Schools To Test STAAR Lite

This week in Texas politics with the Texas Tribune

By Alexandra HartDecember 11, 2020 1:19 pm, , ,

TIme for the week that was in Texas politics with Alex Samuels, political reporter for the Texas Tribune.

The Texas Education Agency has announced that schools will, in fact, be required to administer STAAR tests in the spring. The schools won’t, however, be rated on the results of the exams. The decision comes as districts show many students either failing at least one class, or not showing up to online classes.

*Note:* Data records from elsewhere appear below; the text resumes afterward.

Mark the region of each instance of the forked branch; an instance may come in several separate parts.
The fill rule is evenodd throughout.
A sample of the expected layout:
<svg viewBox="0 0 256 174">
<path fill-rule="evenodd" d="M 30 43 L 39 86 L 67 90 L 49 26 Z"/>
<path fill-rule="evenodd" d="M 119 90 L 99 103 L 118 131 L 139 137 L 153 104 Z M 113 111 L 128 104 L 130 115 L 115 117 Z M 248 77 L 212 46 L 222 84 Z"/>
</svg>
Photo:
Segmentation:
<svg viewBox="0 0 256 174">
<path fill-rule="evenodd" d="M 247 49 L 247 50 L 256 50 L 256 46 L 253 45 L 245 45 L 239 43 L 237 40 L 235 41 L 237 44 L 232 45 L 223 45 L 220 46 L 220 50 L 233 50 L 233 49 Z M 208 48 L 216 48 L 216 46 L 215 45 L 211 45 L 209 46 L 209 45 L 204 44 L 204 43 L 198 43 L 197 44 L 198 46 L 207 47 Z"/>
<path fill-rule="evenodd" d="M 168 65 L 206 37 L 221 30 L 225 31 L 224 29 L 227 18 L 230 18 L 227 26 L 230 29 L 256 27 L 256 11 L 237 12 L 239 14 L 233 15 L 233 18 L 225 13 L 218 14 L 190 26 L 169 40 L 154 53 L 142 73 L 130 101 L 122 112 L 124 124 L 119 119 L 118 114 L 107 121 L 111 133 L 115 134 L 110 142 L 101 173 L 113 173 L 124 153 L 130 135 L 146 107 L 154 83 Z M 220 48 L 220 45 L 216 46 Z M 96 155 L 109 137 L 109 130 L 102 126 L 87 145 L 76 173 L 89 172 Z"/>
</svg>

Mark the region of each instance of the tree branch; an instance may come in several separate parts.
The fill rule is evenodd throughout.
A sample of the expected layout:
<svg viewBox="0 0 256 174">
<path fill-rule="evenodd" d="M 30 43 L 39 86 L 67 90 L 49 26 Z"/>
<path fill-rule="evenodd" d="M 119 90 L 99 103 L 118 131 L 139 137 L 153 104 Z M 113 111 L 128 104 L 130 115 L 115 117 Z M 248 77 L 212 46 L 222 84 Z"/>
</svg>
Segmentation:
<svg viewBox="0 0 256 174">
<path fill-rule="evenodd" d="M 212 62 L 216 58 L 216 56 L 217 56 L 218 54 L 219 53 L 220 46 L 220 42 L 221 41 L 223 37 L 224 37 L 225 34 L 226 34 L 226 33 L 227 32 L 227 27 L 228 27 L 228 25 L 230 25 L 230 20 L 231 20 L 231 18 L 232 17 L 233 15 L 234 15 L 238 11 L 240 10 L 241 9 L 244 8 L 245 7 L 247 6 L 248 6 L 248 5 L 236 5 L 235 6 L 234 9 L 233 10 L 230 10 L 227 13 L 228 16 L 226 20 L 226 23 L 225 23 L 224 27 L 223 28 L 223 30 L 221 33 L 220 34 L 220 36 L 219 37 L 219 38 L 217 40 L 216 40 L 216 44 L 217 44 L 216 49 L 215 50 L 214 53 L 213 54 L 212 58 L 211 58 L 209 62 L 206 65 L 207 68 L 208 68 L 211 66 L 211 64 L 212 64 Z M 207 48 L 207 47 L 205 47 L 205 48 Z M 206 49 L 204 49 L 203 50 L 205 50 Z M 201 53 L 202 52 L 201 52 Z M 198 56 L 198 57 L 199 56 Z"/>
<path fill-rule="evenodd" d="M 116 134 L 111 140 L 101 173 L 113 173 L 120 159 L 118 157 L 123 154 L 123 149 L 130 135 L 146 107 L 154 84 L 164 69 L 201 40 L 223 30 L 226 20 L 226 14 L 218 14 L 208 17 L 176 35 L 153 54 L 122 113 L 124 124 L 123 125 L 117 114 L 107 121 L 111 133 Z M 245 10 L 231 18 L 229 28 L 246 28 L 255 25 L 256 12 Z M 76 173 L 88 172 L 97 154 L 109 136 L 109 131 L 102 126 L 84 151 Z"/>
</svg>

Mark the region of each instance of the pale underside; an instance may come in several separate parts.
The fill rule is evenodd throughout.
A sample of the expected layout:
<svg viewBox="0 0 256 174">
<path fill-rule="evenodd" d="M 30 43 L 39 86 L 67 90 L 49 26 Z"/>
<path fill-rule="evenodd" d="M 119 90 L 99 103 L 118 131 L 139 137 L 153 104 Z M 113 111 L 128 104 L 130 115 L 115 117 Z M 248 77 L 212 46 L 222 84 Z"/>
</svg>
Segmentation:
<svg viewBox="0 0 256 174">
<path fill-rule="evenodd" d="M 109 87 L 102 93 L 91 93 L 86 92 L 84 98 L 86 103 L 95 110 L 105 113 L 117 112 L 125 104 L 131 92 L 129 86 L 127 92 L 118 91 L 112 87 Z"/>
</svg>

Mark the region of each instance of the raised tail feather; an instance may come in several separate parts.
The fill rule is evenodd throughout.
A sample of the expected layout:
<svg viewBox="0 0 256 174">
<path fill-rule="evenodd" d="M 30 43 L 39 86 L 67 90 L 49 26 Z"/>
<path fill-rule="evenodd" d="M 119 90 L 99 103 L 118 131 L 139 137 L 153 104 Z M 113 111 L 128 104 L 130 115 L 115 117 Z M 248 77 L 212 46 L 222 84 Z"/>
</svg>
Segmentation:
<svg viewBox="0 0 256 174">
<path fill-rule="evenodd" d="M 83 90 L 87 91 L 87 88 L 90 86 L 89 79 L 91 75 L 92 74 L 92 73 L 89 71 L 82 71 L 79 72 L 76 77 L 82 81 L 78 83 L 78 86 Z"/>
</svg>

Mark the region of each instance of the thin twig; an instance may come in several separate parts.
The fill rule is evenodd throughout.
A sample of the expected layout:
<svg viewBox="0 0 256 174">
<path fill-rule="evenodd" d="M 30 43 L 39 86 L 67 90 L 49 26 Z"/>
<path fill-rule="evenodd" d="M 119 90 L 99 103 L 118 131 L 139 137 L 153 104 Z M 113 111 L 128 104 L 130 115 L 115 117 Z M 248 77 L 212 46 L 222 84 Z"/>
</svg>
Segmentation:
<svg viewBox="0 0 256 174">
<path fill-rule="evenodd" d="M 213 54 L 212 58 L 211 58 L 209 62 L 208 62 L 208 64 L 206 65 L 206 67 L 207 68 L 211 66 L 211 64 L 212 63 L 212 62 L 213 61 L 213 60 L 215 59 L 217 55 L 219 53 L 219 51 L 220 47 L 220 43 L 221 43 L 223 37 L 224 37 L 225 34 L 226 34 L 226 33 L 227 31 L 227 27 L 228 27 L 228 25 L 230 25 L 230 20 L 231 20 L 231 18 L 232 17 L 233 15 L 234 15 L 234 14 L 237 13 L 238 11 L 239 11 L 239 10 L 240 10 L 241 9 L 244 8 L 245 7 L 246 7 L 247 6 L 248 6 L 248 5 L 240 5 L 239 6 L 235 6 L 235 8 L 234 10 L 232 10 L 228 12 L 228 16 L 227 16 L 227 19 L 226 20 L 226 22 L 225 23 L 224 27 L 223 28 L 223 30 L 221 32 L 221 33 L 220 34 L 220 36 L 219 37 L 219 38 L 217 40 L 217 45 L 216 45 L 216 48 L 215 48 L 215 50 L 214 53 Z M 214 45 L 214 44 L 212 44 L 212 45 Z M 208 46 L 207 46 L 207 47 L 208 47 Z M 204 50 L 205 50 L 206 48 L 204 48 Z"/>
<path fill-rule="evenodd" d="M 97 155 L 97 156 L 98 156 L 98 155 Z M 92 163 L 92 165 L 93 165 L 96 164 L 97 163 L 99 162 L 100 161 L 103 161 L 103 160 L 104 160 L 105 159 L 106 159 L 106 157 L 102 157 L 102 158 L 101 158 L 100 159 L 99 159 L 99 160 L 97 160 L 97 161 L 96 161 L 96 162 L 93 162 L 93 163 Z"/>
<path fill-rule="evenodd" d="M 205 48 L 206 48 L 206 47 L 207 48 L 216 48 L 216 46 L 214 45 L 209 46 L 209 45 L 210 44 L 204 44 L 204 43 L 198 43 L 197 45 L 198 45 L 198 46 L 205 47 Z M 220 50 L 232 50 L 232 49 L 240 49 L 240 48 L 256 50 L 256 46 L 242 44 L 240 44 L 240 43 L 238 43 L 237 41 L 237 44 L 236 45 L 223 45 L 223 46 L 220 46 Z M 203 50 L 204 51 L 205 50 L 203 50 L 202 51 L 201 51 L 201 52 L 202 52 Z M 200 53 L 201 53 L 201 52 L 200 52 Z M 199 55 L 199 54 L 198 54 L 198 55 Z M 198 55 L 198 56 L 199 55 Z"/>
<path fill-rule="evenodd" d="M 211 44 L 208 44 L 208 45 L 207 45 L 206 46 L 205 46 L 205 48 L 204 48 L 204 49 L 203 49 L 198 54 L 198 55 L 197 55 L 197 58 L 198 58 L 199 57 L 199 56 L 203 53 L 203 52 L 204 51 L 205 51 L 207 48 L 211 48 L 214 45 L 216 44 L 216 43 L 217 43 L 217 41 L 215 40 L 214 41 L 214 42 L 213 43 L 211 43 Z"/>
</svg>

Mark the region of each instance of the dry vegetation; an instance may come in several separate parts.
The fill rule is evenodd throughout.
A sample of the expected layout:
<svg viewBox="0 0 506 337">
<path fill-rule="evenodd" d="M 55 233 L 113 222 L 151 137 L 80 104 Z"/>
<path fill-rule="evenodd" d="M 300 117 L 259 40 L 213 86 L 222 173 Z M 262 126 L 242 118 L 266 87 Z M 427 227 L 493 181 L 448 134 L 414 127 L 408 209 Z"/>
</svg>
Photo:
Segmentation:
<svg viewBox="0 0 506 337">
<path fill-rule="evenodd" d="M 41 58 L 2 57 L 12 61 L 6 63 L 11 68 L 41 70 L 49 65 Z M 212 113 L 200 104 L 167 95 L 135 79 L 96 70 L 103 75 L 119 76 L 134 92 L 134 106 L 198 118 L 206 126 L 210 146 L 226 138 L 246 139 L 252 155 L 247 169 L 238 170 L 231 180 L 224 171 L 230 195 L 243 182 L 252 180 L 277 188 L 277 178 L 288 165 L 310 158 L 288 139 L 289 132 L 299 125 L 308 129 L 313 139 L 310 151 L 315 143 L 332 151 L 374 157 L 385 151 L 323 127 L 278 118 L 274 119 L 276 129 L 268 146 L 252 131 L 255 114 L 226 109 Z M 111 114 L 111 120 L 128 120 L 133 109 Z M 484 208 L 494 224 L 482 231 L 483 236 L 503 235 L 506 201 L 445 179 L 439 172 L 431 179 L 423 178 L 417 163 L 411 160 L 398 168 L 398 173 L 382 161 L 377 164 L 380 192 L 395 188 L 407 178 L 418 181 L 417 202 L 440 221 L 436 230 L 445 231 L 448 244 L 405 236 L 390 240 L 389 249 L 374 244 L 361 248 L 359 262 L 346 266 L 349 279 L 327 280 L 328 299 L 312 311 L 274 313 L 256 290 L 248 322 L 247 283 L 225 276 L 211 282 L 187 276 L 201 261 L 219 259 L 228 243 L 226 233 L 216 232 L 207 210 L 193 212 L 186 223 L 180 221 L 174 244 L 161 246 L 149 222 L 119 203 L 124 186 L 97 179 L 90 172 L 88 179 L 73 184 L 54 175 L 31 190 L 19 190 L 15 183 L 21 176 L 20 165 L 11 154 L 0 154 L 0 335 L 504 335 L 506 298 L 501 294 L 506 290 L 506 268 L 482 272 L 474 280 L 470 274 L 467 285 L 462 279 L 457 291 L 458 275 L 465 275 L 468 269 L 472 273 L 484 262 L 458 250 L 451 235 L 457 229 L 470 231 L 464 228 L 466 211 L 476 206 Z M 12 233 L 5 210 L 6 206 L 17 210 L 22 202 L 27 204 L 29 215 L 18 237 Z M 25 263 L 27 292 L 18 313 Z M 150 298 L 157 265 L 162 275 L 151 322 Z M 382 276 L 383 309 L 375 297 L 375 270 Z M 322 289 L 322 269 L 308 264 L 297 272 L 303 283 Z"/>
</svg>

Advocates have called on state leaders to cancel the STAAR exams completely,” Samuels said. “But Education Commissioner Mike Morath has continually rejected the idea of canceling the exams, arguing that they’re a useful way to determine how much learning students have lost during the pandemic.

This week, the U.S. House passed a defense spending bill named after outgoing Texas Congressman Mac Thornberry, even as President Donald Trump threatened to veto it.

“Trump’s objections to the bill was because the measure doesn’t do away with legal protection for social media companies that he has long sought,” Samuels said. “:And secondly, the act calls for renaming military bases honoring Confederate leaders. In that bill is the National Defense Authorization Act, which is a massive annual bill that addresses spending within the armed forces and really rarely encounters obstacles in route to passage

The bill passed with a margin well above the two-thirds needed to override a presidential veto.

Texas Attorney General Ken Paxton this week filed a lawsuit in the U.S. Supreme Court to overturn election results in several key battleground states carried by President elect Joe Biden. His suit has been joined by several other Republican state attorneys general.

The court is likely to move on the case in the coming days, but legal experts expect Texas to lose again,” Samuels said. “Republicans on the other side [are] U.S. Senator John Cornyn [and] U.S. Rep. Kay Granger, who have said that they’re either not convinced with the legal arguments that Paxton has put forward or, I think in Grangers case, she called the lawsuit a distraction.”